Applying chain rule to a trace formula in matrix calculus

241 Views Asked by At

I am trying to differentiate ${\rm tr}(A(X\otimes I_n))$ with respect to $X$. What I have in mind is using chain rule but I am not sure if its correct in matrix calculus

$$ \partial\frac{{\rm tr}(A(X\otimes I_n))}{\partial X}=\partial\frac{{\rm tr}(A(X\otimes I_n))}{\partial (X\otimes I_n)}\frac{\partial X\otimes I_n}{\partial X} $$

Is this correct?
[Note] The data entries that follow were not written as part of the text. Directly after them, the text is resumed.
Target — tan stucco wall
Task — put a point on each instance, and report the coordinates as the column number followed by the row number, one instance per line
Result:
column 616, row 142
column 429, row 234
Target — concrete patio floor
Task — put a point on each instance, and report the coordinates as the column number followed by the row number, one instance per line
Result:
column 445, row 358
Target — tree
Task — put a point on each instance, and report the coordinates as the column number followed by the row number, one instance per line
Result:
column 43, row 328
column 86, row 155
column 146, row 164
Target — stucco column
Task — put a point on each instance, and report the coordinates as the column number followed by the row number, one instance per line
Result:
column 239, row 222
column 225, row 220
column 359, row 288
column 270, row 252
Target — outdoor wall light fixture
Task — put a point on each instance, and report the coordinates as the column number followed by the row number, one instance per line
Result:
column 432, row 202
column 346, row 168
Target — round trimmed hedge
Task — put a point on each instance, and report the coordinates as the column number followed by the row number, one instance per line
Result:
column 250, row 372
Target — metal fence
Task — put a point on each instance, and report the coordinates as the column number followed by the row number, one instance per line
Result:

And if so can somebody send me a reference that justifies the step that I take?

Thank you.

3

There are 3 best solutions below

0
On BEST ANSWER

You can prove the chain rule for matrix calculus in the exact way you prove it for ordinary calculus, as seen here. The only necessary change is to divide by $|H|$ in the definition of the derivative and to multiply by $|H|$ and $|K|$ in the formulae given for $g(X+H)$ and $f(Y+K)$, respectively. So, yes, this will work fine.

1
On

The mapping $X\mapsto tr(A(X\otimes I_n))=:F(X)$ is linear. Hence the derivative is at $X$ in direction $\delta X$ given by $$ F'(X)\delta X = tr(A(\delta X\otimes I_n)). $$ You do not need chain rule in this special case. Your reasoning is still correct.

0
On

Assuming you can find a Kronecker factorization of $A^T$ as $$A^T = B\otimes C$$ where $B,C$ have the same dimensions as $X,I$ (respectively), then your problem has a very nice solution.

Express your function in terms of the Frobenius product: $$ \eqalign{ f &= (X\otimes I):A^T \cr &= (X\otimes I):(B\otimes C) \cr &= (X:B)\otimes(I:C) \cr &= (X:B)\,\,{\rm tr}(C) \cr } $$ For which the differential is trivial $$ \eqalign{ df &= dX:B\,\,{\rm tr}(C) \cr } $$ as is the derivative $$ \eqalign{ \frac {\partial f} {\partial X} &= B\,\,{\rm tr}(C)\cr } $$

Update:

Even if the matrix can't be factored, it can be decomposed into a finite sum of Kronecker products $$ \eqalign{ A^T &= \sum_{k=1}^r B_k\otimes C_k \cr \frac {\partial f} {\partial X} &= \sum_{k=1}^rB_k\,\,{\rm tr}(C_k)\cr }$$ where $r$ is the rank of the vecpose of $A$.